Ottaviano: «Il lavoro del reparto lighting è invece più semplice da spiegare: gli addetti al lighting sono, paragonati alla realtà, dei fotografi del 3D. In base alle richieste del reparto artistico dobbiamo illuminare il set e la scena di lavoro per creare una certa atmosfera, partendo da una tavola a colori fatta a mano e ricreando in 3D  luminosità, intensità, ombre, mood. Tutto questo per ogni singolo shot del film.»

Alla luce delle vostre esperienze, avete trovato delle differenze nel lavorare in Italia o all’estero?
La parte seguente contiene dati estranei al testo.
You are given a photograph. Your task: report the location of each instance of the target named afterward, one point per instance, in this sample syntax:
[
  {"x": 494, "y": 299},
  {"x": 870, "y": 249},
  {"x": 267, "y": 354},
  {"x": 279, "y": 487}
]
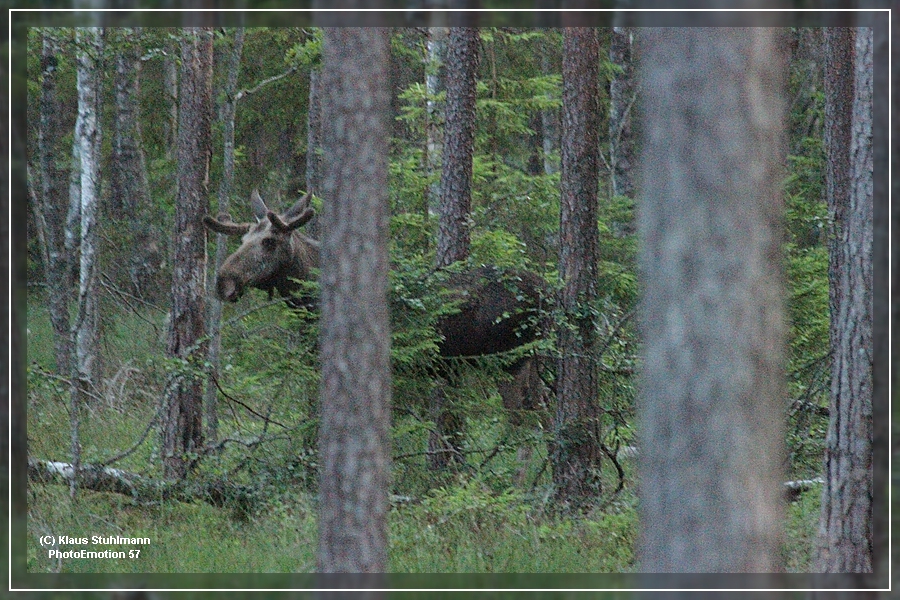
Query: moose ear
[{"x": 260, "y": 210}]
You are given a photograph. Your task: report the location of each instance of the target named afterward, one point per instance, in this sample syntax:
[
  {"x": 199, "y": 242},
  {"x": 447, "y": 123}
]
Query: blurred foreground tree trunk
[
  {"x": 355, "y": 334},
  {"x": 182, "y": 432},
  {"x": 711, "y": 401},
  {"x": 576, "y": 448}
]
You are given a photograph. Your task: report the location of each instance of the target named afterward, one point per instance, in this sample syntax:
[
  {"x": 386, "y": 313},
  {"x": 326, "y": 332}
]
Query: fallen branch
[{"x": 143, "y": 489}]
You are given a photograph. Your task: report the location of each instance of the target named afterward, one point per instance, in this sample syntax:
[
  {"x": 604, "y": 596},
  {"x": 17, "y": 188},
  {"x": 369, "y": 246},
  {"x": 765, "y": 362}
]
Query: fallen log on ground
[{"x": 218, "y": 493}]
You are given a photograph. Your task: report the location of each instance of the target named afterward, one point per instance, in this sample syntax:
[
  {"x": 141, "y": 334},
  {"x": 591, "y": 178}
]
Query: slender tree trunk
[
  {"x": 355, "y": 342},
  {"x": 183, "y": 432},
  {"x": 52, "y": 210},
  {"x": 576, "y": 448},
  {"x": 845, "y": 530},
  {"x": 170, "y": 85},
  {"x": 435, "y": 78},
  {"x": 87, "y": 136},
  {"x": 454, "y": 208},
  {"x": 549, "y": 117},
  {"x": 130, "y": 190},
  {"x": 459, "y": 145},
  {"x": 621, "y": 103},
  {"x": 711, "y": 400},
  {"x": 314, "y": 134},
  {"x": 215, "y": 305}
]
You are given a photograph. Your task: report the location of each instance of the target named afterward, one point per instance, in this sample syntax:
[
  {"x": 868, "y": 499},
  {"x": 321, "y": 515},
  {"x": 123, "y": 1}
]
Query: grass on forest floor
[{"x": 469, "y": 524}]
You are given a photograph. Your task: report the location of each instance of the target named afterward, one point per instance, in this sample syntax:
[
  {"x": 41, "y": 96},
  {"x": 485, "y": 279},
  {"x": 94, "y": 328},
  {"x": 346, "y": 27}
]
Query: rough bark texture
[
  {"x": 355, "y": 338},
  {"x": 53, "y": 209},
  {"x": 87, "y": 141},
  {"x": 459, "y": 144},
  {"x": 130, "y": 190},
  {"x": 435, "y": 78},
  {"x": 314, "y": 134},
  {"x": 711, "y": 402},
  {"x": 881, "y": 307},
  {"x": 845, "y": 535},
  {"x": 214, "y": 325},
  {"x": 454, "y": 206},
  {"x": 621, "y": 103},
  {"x": 183, "y": 426},
  {"x": 838, "y": 87},
  {"x": 129, "y": 197},
  {"x": 576, "y": 450}
]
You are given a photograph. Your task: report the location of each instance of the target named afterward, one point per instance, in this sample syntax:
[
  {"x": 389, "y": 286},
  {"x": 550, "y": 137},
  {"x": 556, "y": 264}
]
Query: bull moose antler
[{"x": 296, "y": 216}]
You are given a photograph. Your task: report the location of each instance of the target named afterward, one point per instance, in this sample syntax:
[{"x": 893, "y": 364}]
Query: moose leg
[
  {"x": 445, "y": 440},
  {"x": 523, "y": 391}
]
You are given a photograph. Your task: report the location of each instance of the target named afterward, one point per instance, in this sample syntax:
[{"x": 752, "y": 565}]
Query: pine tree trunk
[
  {"x": 130, "y": 190},
  {"x": 435, "y": 78},
  {"x": 459, "y": 145},
  {"x": 355, "y": 338},
  {"x": 314, "y": 135},
  {"x": 576, "y": 448},
  {"x": 214, "y": 325},
  {"x": 183, "y": 426},
  {"x": 845, "y": 530},
  {"x": 621, "y": 103},
  {"x": 53, "y": 209},
  {"x": 711, "y": 401}
]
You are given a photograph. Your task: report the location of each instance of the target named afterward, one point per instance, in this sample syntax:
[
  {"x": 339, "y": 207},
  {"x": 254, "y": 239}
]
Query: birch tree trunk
[
  {"x": 87, "y": 136},
  {"x": 183, "y": 433},
  {"x": 215, "y": 305},
  {"x": 711, "y": 401},
  {"x": 576, "y": 448},
  {"x": 845, "y": 530},
  {"x": 355, "y": 338}
]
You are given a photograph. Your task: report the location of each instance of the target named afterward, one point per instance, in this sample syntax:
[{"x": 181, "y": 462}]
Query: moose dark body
[{"x": 499, "y": 310}]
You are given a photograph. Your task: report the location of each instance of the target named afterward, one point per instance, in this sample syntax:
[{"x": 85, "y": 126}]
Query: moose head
[{"x": 273, "y": 252}]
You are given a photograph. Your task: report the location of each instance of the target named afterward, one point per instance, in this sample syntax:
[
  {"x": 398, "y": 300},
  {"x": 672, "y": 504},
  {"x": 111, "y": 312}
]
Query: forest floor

Maud: «In Italia, rispetto al mercato estero, mancano le società che producono film d’animazione in 3D. Non ci può essere un confronto vero e proprio, in quanto le realtà italiane sono più piccole e si occupano principalmente di pubblicità o serie televisive per bambini. A Valencia abbiamo trovato sicuramente un’organizzazione strutturata in maniera molto migliore, ma paragonare Blue Dream agli studios italiani sarebbe come paragonare Davide a Golia. Si parla di 120/150 persone rispetto a 30 o 40. La differenza più grande è sicuramente (in coro con Ottaviano) la prospettiva di continuità: in Italia non abbiamo mai ricevuto un’offerta che andasse oltre il singolo progetto o i 6/8 mesi di lavoro.»

Ottaviano: «Da noi manca effettivamente la voglia di pensare al futuro e di creare uno studio che abbia una struttura solida per lavorare a medio/lungo termine. Sembra che tutto debba esaurirsi ad ogni progetto. Si cerca ogni volta di arrivare in fondo tirando a campare e poi si riparte da zero. All’estero si cerca di mantenere un flusso lavorativo più lineare ed è molto più facile ottenere una riconferma o un contratto, piuttosto che dover per forza aprire una Partita Iva.»

Siamo arrivati alla fine di questa intervista. Avete già in mente qualche idea per il vostro futuro?

Ottaviano: «Sarebbe bello tornare in Italia, ma non è un progetto realizzabile con sicurezza. Il pensiero di tornare c’è sempre. Purtroppo bisogna vedere come andrà il mercato e finché il settore del 3D rimarrà scarno come in questo momento quella del ritorno rimane appunto un’idea, non attuabile con certezza.

Maud: «Sicuramente tra i miei progetti a breve termine c’è quello di aggiornarmi riguardo alle novità del mio lavoro. Il nostro settore è in continua evoluzione, ogni sei mesi esce un programma nuovo e soprattutto se sei concentrato nella realizzazione di un film tendi ad isolarti e a focalizzarti solo su ciò a cui stai lavorando. Rimani quasi in una sorta di bolla, per questo nei prossimi mesi mi fermerò e porterò a termine questo upgrade personale.»